The report, The Environmental and Public Health Benefits of Achieving High Penetrations of Solar Energy in the United States, centres on the financial benefits of reduced greenhouse gas (GHG) emissions, air pollution-related diseases and water usage under high-penetration solar forecasts. The report is one of eight reports produced through a collaborative effort by DOE and researchers at four national laboratories: the National Renewable Energy Laboratory, Lawrence Berkeley National Laboratory, Sandia National Laboratories and Argonne National Laboratory.
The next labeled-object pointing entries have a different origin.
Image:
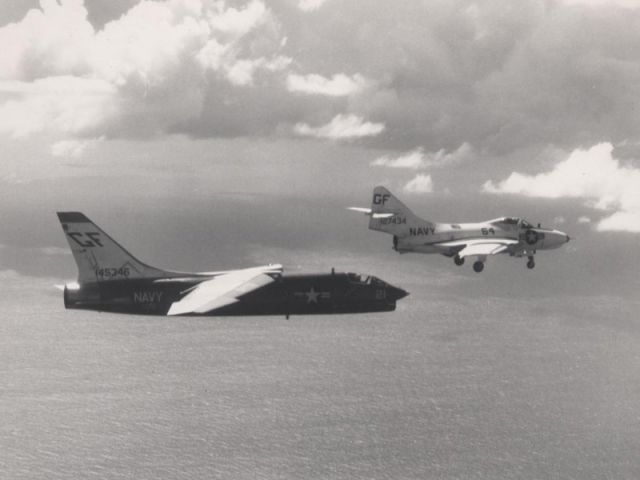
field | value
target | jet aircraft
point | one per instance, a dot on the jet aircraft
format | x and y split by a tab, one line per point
510	235
110	279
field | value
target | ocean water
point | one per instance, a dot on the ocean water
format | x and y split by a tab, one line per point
441	388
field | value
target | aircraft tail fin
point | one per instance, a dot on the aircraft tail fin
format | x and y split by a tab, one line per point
99	257
390	215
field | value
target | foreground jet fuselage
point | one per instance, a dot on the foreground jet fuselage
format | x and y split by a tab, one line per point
510	235
112	280
285	295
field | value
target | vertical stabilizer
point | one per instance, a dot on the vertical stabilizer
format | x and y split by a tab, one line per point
100	258
384	202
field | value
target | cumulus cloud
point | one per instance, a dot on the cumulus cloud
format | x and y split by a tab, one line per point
339	85
592	174
341	127
69	148
310	5
418	158
421	183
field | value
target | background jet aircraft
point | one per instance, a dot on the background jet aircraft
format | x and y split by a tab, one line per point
511	235
111	279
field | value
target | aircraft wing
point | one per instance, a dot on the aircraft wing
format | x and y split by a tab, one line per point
223	290
485	247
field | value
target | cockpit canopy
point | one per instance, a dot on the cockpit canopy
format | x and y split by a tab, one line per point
521	222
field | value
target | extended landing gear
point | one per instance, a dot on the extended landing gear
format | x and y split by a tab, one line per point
531	263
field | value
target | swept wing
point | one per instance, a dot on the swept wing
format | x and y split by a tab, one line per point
481	246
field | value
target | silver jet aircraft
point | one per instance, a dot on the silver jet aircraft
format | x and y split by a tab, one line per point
511	235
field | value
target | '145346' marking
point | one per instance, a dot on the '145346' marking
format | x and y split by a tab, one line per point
111	273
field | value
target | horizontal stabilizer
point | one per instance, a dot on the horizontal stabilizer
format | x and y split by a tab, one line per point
369	213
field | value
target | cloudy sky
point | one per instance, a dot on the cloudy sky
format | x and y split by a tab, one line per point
210	133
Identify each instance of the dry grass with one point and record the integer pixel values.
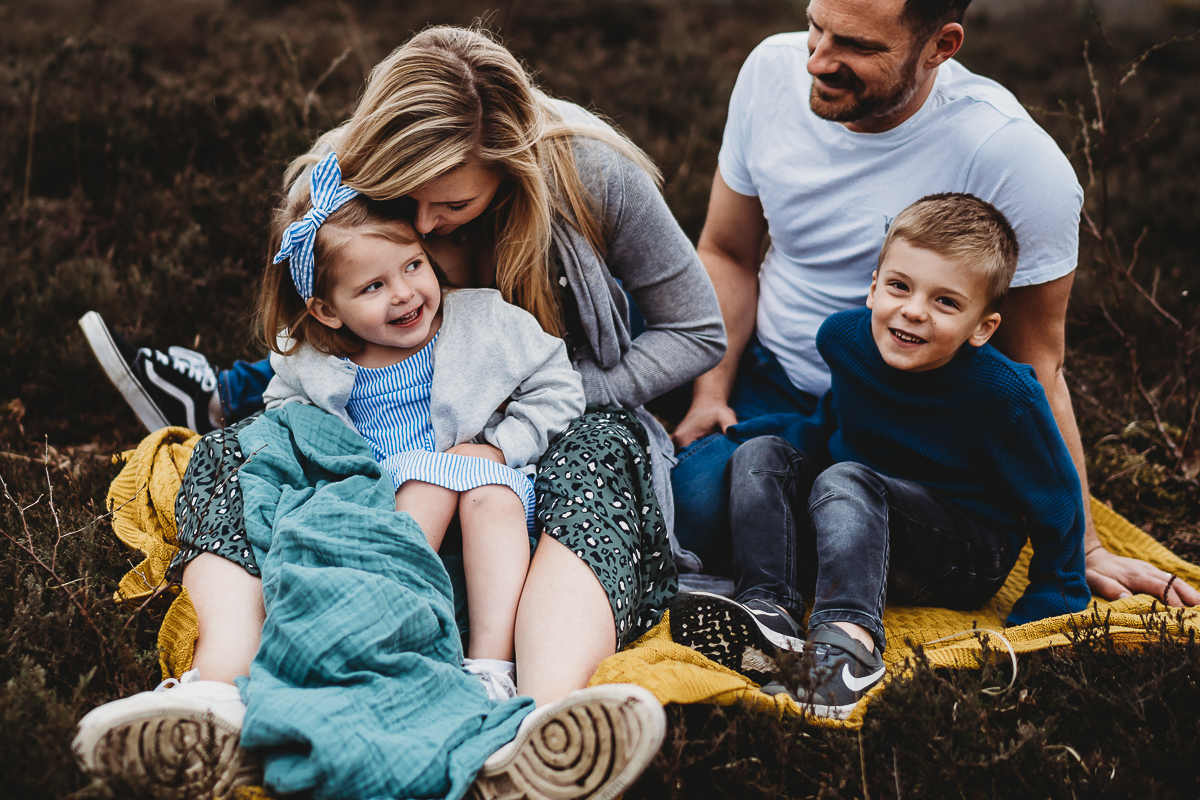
(141, 144)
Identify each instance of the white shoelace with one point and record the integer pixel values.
(186, 678)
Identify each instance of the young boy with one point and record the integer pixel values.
(946, 458)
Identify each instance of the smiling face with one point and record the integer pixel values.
(455, 198)
(387, 293)
(924, 307)
(869, 71)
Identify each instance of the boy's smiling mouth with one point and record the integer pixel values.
(906, 337)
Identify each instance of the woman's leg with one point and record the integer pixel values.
(229, 614)
(496, 559)
(564, 626)
(431, 506)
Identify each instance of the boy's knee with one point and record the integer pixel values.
(771, 453)
(846, 479)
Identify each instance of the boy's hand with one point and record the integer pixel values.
(1114, 577)
(479, 451)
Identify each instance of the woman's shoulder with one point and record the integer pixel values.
(483, 308)
(597, 160)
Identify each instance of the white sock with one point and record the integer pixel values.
(216, 414)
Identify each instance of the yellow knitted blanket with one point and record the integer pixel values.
(143, 495)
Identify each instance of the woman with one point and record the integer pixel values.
(563, 215)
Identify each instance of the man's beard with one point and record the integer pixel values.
(864, 104)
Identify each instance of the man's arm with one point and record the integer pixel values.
(731, 250)
(1033, 331)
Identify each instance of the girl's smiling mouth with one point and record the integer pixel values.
(407, 319)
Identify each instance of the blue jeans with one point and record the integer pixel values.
(241, 385)
(847, 539)
(761, 389)
(241, 389)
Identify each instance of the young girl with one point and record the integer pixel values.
(455, 391)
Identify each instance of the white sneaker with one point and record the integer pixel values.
(592, 744)
(499, 678)
(183, 732)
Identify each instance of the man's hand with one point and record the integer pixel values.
(701, 421)
(731, 250)
(479, 451)
(1114, 577)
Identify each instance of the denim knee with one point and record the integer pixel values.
(850, 481)
(772, 453)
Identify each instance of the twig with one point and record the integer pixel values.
(29, 152)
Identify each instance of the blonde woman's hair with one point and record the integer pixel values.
(965, 229)
(451, 95)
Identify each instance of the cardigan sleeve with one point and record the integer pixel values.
(546, 398)
(658, 265)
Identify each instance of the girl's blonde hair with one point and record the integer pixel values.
(451, 95)
(280, 306)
They examine the lessons learned in the first five years of the Sunshot Initiative and the challenges and opportunities the industry faces in the final five.
The report is founded upon a scenario-based analysis in which SunShot’s cost targets (of achieving grid parity by 2020) that result in solar meeting roughly 14% of US electricity demand by 2030 and 27% by 2050 is compared with a ‘no new solar’ (NNS) baseline scenario in which no new solar is deployed after 2014. This framework is then used to assess the potential benefits of all incremental solar deployment.
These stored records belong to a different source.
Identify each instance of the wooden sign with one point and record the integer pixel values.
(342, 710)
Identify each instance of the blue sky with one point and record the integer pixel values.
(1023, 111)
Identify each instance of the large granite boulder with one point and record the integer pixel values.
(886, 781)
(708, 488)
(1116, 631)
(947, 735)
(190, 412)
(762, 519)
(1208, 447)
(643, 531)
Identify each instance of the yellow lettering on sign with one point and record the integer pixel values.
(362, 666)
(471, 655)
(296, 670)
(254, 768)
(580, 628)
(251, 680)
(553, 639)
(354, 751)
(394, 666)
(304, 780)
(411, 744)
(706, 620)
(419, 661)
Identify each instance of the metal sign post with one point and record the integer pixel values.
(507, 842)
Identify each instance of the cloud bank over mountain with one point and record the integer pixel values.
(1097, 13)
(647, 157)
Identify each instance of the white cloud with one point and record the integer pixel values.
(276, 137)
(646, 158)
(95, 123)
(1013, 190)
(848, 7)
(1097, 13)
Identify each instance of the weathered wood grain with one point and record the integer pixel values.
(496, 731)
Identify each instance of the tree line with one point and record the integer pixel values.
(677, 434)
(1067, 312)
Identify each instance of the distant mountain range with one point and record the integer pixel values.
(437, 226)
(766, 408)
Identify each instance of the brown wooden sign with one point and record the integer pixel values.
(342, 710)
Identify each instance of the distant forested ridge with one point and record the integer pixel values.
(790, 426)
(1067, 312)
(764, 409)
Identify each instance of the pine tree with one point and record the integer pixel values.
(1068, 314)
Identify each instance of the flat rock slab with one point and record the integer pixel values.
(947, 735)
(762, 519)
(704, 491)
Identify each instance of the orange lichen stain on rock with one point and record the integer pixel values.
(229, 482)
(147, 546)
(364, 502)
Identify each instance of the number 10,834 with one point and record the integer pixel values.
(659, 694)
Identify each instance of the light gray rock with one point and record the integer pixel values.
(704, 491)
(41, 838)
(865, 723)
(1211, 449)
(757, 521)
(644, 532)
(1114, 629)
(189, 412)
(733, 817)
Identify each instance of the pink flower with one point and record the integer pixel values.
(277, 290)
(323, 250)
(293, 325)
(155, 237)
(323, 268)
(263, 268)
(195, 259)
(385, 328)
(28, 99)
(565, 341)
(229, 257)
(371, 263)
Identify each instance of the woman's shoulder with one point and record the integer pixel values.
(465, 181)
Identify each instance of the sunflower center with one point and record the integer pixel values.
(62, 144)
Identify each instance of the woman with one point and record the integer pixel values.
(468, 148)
Benefits of the existing fleet of solar projects
At the end of 2014, 20GW of solar capacity had been installed across the nation, which displaced GHG emissions by 17% million tonnes, with an annual benefit of approximately US$700 million if calculated according to an estimate of the ‘social cost of carbon’. More than 50% of these benefits come from emissions reductions in California.
The overall health and environmental benefits from the reduced air pollutants from power plants as a result of solar culminate into an estimated US$890 million from avoiding premature deaths and a host of other health ailments.
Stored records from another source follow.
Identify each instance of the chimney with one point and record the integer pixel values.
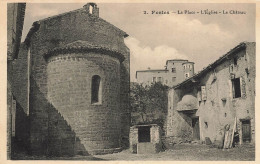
(92, 9)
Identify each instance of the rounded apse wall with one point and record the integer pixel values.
(85, 89)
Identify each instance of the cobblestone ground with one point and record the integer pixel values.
(184, 152)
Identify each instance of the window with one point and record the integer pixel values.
(187, 75)
(144, 134)
(154, 79)
(236, 89)
(96, 89)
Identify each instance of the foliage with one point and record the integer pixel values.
(148, 103)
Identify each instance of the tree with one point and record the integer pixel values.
(148, 103)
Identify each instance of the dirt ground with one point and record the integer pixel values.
(183, 152)
(188, 152)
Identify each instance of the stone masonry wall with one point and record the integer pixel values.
(219, 108)
(69, 90)
(58, 31)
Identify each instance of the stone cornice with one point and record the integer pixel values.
(83, 47)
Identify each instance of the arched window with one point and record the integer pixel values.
(96, 89)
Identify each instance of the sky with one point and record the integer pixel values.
(155, 38)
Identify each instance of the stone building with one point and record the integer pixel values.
(145, 139)
(75, 85)
(175, 71)
(202, 105)
(15, 21)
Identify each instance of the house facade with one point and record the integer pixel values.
(223, 92)
(175, 71)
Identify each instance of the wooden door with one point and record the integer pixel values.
(246, 131)
(196, 129)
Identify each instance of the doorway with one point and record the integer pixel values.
(144, 134)
(246, 131)
(196, 128)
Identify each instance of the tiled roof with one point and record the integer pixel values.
(212, 65)
(83, 46)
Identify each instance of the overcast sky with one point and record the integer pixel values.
(153, 39)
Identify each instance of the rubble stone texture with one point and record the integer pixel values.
(219, 106)
(65, 52)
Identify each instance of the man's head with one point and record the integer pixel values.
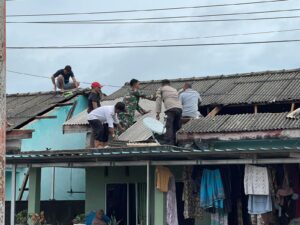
(96, 86)
(120, 107)
(134, 84)
(67, 69)
(165, 82)
(100, 214)
(187, 85)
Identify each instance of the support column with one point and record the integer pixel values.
(34, 196)
(13, 195)
(2, 108)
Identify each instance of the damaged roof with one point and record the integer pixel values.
(246, 88)
(22, 108)
(240, 123)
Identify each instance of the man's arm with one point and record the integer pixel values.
(158, 103)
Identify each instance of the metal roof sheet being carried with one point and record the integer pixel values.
(241, 123)
(247, 88)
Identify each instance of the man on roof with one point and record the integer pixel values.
(169, 96)
(190, 100)
(95, 96)
(61, 79)
(131, 101)
(102, 121)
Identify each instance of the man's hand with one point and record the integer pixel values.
(157, 116)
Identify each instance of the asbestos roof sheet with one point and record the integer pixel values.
(247, 88)
(24, 107)
(241, 123)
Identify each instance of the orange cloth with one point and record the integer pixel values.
(163, 175)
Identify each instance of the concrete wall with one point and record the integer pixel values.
(49, 135)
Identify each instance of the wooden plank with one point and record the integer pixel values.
(215, 111)
(45, 117)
According to the ‘social cost of carbon’ estimate, the US existing fleet of solar installations and plants already saves more than US$1.5 billion per year.
Benefits from a high-penetration solar energy future
Compared to a scenario of no new solar, the study reveals that successfully reaching the SunShot target would result in a drop in annual GHGs of 13% in 2030 and 18% 2050 – reductions worth nearly US$260 billion in avoided climate damage, or ¢2.2/kWh.
The report also details how using solar reduces power-sector water withdrawals by 8% in 2030 and 5% in 2050, compared with the baseline scenario in which water consumption is reduced by 10% in 2030 and 16% in 2050.
The report concludes that quantifying the environmental and public health impacts of solar energy is essential to understanding the true costs and benefits of solar technologies. It is estimated that these benefits could add approximately ¢3.5/kWh to the value of solar energy.